Thanks for letting me know. About the aggressiveness, I've heard conflicting info. Some say these must be alone as adults, others say a big enough tank with a lot of hiding places are enough in a community. Also, some seem to say that the different species of chinese algea eaters aren't all as aggressive, but still fairly aggressive. Well, I hope I can keep it stable long enough before it becomes aggressive. I think this is not a popular fish and it's not very well known.


----------



## jbrown5217 (Nov 9, 2011)

Your conflicting info comes from different experiences. Remember that each fish has its own personality, there are general assumptions we can make about a species because of known characteristics of a species, but actual happenings is very dependent on the fish.

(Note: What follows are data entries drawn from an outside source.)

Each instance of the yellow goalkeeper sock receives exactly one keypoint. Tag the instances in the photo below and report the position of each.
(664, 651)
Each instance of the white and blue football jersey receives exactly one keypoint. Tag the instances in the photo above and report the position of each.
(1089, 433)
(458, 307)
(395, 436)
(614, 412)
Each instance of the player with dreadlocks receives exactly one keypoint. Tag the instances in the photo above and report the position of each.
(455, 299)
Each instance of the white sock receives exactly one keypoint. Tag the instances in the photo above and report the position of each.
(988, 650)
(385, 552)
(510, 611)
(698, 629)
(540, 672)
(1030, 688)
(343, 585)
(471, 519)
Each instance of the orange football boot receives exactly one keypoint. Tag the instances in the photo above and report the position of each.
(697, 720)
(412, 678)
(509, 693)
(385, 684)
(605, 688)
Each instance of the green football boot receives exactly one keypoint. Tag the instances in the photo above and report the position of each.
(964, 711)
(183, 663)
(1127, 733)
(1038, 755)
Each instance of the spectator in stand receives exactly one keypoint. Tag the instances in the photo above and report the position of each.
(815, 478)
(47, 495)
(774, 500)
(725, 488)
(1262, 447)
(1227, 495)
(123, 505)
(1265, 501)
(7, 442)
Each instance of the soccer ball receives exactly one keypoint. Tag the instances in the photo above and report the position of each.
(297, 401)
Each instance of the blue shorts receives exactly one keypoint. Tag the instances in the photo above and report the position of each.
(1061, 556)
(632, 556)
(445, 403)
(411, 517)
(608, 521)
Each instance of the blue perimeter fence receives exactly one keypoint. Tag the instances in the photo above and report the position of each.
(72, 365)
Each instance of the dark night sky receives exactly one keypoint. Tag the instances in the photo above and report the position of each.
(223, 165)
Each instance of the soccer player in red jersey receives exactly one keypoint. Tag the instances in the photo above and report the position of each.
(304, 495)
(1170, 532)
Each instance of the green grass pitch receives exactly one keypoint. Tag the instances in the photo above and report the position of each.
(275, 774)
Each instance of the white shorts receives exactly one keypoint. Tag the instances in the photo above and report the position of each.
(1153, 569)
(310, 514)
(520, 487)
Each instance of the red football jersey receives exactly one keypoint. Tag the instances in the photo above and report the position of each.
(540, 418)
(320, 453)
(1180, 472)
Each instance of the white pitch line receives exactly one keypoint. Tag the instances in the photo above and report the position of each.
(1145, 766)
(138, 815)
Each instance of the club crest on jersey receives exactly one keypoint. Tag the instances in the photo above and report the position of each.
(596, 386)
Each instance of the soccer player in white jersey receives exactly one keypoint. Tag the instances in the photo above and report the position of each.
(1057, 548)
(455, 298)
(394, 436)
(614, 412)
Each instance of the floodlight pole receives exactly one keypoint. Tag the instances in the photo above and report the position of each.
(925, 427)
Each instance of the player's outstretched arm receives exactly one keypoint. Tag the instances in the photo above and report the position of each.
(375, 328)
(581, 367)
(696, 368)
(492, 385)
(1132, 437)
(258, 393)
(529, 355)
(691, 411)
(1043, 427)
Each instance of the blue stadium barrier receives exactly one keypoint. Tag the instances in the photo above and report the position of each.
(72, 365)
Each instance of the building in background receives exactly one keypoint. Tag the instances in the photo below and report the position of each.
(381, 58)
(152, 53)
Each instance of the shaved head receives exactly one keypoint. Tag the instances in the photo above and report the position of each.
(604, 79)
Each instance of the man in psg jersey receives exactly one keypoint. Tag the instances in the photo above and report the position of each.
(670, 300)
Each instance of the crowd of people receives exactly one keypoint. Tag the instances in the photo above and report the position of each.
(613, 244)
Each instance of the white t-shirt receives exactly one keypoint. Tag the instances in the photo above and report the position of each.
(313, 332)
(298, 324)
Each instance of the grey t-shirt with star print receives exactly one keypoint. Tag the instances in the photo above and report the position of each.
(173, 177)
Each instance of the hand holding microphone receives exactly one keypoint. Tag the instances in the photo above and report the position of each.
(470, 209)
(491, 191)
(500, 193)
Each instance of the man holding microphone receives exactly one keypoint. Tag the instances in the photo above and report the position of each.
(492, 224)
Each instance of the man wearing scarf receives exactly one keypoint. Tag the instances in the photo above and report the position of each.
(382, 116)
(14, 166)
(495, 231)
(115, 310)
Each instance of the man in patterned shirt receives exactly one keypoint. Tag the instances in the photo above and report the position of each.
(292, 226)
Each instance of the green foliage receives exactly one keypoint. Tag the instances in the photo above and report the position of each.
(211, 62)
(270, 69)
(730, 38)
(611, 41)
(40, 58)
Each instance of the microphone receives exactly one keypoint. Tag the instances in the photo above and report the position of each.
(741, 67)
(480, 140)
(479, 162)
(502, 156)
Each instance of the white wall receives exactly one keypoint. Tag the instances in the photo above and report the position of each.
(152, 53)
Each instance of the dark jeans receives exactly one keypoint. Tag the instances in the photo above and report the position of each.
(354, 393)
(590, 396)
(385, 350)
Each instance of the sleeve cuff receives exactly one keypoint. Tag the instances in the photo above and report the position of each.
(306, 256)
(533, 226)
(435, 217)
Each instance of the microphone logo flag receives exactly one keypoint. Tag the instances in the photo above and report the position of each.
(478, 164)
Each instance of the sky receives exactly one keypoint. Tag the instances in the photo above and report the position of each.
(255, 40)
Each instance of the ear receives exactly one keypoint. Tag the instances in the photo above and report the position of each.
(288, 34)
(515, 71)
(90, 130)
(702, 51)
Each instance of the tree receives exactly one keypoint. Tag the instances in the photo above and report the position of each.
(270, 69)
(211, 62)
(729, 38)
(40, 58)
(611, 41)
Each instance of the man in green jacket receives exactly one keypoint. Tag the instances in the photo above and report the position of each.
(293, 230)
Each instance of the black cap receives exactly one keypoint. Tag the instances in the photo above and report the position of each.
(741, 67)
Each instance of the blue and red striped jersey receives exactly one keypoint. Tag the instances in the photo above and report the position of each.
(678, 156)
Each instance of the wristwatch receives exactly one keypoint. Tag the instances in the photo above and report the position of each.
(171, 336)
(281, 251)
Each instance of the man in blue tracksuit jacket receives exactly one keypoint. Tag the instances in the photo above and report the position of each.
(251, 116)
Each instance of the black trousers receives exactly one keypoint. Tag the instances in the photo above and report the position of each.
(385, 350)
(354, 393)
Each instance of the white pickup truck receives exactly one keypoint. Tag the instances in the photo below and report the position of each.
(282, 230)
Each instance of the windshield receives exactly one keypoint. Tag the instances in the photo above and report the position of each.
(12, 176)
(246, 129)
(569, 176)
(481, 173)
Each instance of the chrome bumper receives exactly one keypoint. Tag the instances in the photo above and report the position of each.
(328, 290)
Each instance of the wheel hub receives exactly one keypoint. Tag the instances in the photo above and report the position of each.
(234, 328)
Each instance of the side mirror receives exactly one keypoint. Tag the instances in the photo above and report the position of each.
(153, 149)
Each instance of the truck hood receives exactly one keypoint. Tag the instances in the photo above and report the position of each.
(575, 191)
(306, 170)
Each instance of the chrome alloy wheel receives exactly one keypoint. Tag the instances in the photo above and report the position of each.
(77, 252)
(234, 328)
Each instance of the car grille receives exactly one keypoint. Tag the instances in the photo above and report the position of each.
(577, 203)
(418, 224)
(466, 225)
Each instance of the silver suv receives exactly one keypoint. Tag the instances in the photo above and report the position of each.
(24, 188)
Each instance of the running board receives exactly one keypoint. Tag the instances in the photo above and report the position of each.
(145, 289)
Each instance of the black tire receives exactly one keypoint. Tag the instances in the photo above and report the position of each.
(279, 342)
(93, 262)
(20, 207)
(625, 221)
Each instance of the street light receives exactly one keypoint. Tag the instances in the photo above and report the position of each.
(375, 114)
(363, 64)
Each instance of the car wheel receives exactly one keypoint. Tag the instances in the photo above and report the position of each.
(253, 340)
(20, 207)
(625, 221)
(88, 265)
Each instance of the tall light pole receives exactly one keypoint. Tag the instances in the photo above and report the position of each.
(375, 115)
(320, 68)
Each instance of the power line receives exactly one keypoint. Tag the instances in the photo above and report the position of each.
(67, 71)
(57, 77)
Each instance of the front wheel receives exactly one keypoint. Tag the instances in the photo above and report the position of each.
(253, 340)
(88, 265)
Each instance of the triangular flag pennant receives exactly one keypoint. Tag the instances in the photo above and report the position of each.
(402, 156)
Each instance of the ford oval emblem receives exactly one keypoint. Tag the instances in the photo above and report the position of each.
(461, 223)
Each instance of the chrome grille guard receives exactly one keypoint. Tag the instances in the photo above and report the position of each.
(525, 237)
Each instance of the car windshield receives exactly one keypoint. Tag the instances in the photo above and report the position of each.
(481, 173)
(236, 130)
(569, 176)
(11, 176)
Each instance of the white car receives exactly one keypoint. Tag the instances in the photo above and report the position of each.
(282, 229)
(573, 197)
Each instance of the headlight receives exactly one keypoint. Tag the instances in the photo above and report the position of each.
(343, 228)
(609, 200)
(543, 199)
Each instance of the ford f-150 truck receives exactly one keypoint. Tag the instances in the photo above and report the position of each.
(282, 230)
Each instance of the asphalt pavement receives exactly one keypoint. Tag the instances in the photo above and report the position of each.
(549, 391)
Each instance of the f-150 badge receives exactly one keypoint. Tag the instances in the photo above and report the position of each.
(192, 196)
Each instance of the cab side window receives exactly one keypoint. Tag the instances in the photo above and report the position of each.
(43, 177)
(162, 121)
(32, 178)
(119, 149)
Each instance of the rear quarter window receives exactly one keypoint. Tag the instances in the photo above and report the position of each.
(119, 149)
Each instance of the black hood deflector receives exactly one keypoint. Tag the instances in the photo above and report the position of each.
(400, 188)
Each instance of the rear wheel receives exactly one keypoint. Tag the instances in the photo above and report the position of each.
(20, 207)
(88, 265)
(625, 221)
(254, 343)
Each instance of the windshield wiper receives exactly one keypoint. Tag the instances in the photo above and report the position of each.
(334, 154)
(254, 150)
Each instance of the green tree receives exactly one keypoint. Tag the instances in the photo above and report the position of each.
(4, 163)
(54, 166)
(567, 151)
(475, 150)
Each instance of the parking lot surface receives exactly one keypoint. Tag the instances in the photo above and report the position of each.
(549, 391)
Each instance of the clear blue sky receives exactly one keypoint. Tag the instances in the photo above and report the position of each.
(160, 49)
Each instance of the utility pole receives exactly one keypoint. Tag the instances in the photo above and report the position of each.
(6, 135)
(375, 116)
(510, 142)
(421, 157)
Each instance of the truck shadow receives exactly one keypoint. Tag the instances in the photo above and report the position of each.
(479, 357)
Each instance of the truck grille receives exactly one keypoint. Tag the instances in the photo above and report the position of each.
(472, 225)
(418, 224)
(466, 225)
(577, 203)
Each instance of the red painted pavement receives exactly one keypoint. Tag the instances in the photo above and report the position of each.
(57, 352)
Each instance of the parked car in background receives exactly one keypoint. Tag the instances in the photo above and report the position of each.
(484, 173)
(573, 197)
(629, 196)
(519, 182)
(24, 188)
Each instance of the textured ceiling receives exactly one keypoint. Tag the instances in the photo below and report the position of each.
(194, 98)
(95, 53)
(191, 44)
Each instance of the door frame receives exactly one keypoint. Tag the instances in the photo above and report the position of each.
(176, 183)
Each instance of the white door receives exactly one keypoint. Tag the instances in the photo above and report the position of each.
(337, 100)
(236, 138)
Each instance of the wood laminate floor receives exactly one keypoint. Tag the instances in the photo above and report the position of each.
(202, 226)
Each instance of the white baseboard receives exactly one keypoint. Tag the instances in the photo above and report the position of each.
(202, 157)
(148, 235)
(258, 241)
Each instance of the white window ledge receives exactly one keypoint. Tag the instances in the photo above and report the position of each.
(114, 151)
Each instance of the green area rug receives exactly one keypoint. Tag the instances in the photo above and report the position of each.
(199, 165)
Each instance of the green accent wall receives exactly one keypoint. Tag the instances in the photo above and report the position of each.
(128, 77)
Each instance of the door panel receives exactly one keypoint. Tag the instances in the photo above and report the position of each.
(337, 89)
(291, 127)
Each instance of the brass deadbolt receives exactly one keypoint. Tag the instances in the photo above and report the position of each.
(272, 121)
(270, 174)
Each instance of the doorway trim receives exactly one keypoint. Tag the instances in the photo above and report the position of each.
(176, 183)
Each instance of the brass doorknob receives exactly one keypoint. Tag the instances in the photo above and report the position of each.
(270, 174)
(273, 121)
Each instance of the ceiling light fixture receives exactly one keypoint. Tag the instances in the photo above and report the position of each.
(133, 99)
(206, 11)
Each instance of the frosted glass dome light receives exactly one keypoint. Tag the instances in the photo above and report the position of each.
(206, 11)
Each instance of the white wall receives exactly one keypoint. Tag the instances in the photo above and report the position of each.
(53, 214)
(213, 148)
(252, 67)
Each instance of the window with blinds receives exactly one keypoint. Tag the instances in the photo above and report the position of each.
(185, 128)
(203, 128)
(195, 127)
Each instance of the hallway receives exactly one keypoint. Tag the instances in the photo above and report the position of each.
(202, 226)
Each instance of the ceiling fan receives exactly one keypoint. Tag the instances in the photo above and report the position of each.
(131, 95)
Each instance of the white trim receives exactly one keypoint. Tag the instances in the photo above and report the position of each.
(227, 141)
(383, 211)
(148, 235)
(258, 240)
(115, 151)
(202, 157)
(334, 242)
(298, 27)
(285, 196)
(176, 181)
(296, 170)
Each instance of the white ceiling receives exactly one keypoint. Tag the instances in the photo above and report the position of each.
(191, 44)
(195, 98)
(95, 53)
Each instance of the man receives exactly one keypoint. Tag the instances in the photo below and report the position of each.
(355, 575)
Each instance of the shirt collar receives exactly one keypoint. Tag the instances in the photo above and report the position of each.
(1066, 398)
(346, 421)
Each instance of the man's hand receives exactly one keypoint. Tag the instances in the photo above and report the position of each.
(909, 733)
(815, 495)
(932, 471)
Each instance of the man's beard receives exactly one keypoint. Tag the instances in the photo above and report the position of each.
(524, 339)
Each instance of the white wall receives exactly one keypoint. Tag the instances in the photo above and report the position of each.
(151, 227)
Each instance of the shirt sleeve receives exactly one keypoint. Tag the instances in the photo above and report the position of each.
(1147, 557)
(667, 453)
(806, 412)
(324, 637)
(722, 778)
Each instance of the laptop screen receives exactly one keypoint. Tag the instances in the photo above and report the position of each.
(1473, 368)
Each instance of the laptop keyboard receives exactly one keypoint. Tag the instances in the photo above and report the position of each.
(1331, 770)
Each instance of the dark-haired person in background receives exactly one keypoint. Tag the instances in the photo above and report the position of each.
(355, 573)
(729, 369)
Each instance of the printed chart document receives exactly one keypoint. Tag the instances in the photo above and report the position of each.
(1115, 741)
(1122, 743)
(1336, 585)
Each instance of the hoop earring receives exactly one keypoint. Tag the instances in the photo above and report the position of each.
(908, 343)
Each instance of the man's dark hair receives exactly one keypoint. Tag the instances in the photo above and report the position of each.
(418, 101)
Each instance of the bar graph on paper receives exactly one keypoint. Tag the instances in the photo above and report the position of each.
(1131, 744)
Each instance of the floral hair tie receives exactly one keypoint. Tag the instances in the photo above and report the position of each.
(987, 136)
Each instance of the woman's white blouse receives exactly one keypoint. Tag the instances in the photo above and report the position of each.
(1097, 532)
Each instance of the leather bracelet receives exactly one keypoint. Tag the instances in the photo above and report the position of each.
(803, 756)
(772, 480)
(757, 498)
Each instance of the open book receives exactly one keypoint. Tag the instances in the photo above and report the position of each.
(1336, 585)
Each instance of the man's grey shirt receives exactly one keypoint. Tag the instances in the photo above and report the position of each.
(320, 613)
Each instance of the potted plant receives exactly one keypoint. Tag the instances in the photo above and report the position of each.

A common example are betta fish. They are generally seen as aggressive fish that can't be in a community tank because of their aggressiveness. I've seen posts on here that contradict this common advice and that person has the most easy going betta ever. But I have also seen posts that discuss the terror that the betta was causing to the persons guppies or neons or fish name here.

Watch the personality of the fish and if it needs to be moved ultimately that is what may need to happen


----------



## Stinky (Jun 18, 2009)

Yeah, you got that right. A lot of different fish of the same species can act very different, sometimes totally opposite. I just didn't want to seem wishy or anything, I'm just used to very technical forums and they always jump on you if you're not totally accurate. I think everyone that's kept fish for a while has noticed that different fish of the same kind can sometimes act differently in an aquarium environment. With dog breeds this is common knowledge (even though all the breeds are technically the same species), but fish probably not.


----------